Het gebed is het hart van het leven van de Gemeenschap van Sant’Egidio. Het is haar eerste “werk”. Aan het einde van de dag komt elke Gemeenschap, of die nu klein of groot is, samen bij de Heer om het Woord te beluisteren en zich tot Hem te richten in het gebed. De leerlingen kunnen niet anders dan aan de voeten van Jezus zitten, zoals Maria van Bethanië, om het “betere deel” te kiezen (Lc 10, 42) en van Hem zijn gezindheid te leren (vgl. Fil 2, 5).

Elke keer dat de Gemeenschap zich tot de Heer richt, maakt ze zich die vraag eigen van de anonieme leerling: “Heer, leer ons bidden!” (Lc 11, 1). En Jezus, meester in het gebed, antwoordt: “Wanneer jullie bidden, zeg dan: Abba, Vader”.

Wanneer we bidden, ook in de geslotenheid van ons eigen hart, zijn we nooit alleen of verweesd. Integendeel, we zijn leden van de familie van de Heer. In het gemeenschappelijk gebed wordt naast het mysterie van het kindschap, ook dat van de broederschap en zusterschap duidelijk.

De Gemeenschappen van Sant’Egidio, verspreid over de wereld, verzamelen zich op de verschillende plaatsen die gekozen zijn voor het gebed en brengen de hoop en het verdriet van de “uitgeputte en hulpeloze mensenmenigte” waarover het Evangelie spreekt (Mt 9, 37) bij de Heer. Deze oude menigte omvat de inwoners van onze hedendaagse steden, de armen die zich bevinden in de marge van het leven, en iedereen die wacht om als dagloner te worden aangenomen (vgl. Mt 20).

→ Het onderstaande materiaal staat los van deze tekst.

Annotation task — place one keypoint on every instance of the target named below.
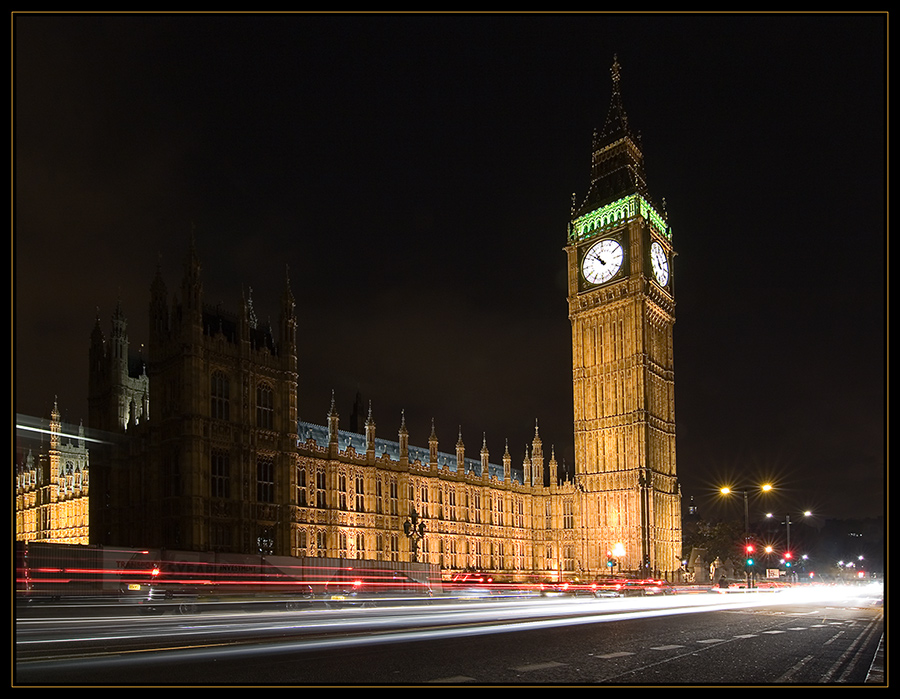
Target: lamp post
(727, 490)
(788, 554)
(414, 528)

Het gemeenschappelijk gebed verzamelt de schreeuw, de hoop, het verlangen naar vrede, genezing, zin en redding, die beleefd worden door de mannen en vrouwen van deze wereld. Het gebed is nooit leeg. Het stijgt onophoudelijk op naar de Heer opdat verdriet verandert in vreugde, wanhoop in blijheid, angst in hoop, eenzaamheid in gemeenschap. En het rijk Gods zal spoedig temidden van de mensen komen.